About Dakshin Gujarat Vij Company Ltd (DGVCL):
Pursuant to direction from Government of Gujarat for reorganization of the power sector in the state, Gujarat Electricity Board has been unbundled into separate seven Companies with functional responsibilities for generation, transmission, distribution and trading of electricity with complete autonomous operations.

Accordingly, the distribution undertakings and functions of the Southern Distribution Zone of the erstwhile GEB stand transferred to and vest in Dakshin Gujrat Vij Company Limited.The company was incorporated as a Public Limited Company on 15th September, 2003, primarily to carry out distribution of electricity to retail and bulk consumers and has become operational effective from 1st April 2005. The Company is engaged in distribution of electricity in 7 districts namely Bharuch, Narmada, Surat (except part of Surat City), Tapi, Dangs, Navsari and Valsad in South Gujarat. The Company is a wholly owned subsidiary Company of Gujarat Urja Vikas Nigam Limited, a government Company. The Company was incorporated with an authorized Capital of Rs. 10 Lacs divided into 1,00,000 equity shares of Rs.10/- each , the same has been increased to Rs. 500 Crores.

ACHIEVEMENTS:

  • DGVCL is ranked number one DISCOM in the country bagging A+ Rating for its consistent financial and operational efficiency. DGVCL received highest rating in the Third Annual Integrated Ratings among a total 40 stated owned distribution utilities rated by ICRA Ltd. & Credit Analysis and Research Ltd. as per the framework approved by Ministry of Power.
  • DGVCL: Best Performing Utility – State
  • DGVCL has bagged ‘Utilities and T&D Awards—Award for Best Performing Utility — State (DISCOM)’ for being India’s Best Performing & Operating PSE Distribution Utility 2013-14. The Award was bestowed upon DGVCL at 8th Enertia Awards 2014 — India’s Awards for Sustainable Energy & Power on November 27, 2014 in New Delhi.

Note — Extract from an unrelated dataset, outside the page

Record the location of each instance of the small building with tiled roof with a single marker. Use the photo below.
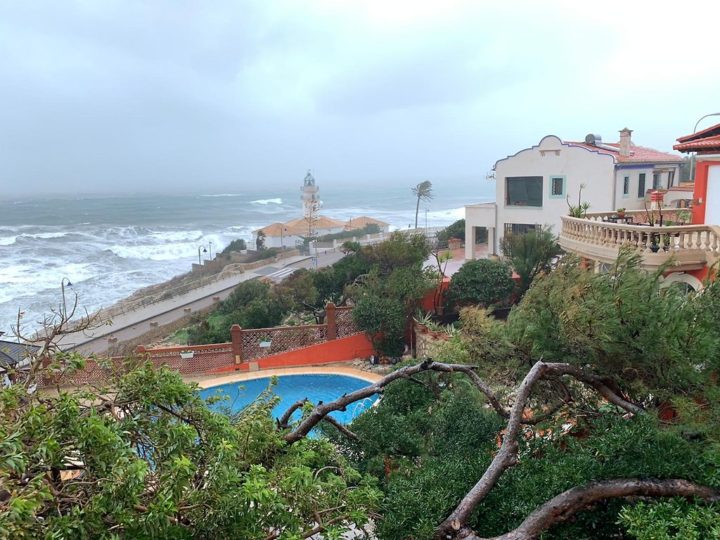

VIGIL MECHANISM / WHISTLE BLOWER POLICY:

BACKGROUND:
Section 177(9) of the Companies Act, 2013, requires every listed company or such class or classes of companies, as may be prescribed to establish a vigil mechanism for the directors and employees to report genuine concerns
in such manner as may be prescribed. Such a vigil mechanism shall provide for adequate safeguards against victimization of persons who use such mechanism and make provision for direct access to the chairperson of the
Audit Committee in appropriate or exceptional cases.

OBJECTIVES OF POLICY:
A Whistle Blower (Vigil) mechanism provides a frame work and channel to the employees and Directors of the Company to report to the management concerns about unethical behavior, actual or suspected fraud or violation of
the policy. The mechanism provides for adequate safeguards against victimization of employees to avail of the mechanism and also provide for direct access to the Chairman of the Audit Committee in exceptional cases.

ELIGIBILITY:

All permanent Employees (including future employees) of the Company (excluding contractual employees) and present Directors (including future Directors) are eligible to make Protected Disclosure(s) under the Policy in
relation to matters concerning the Company.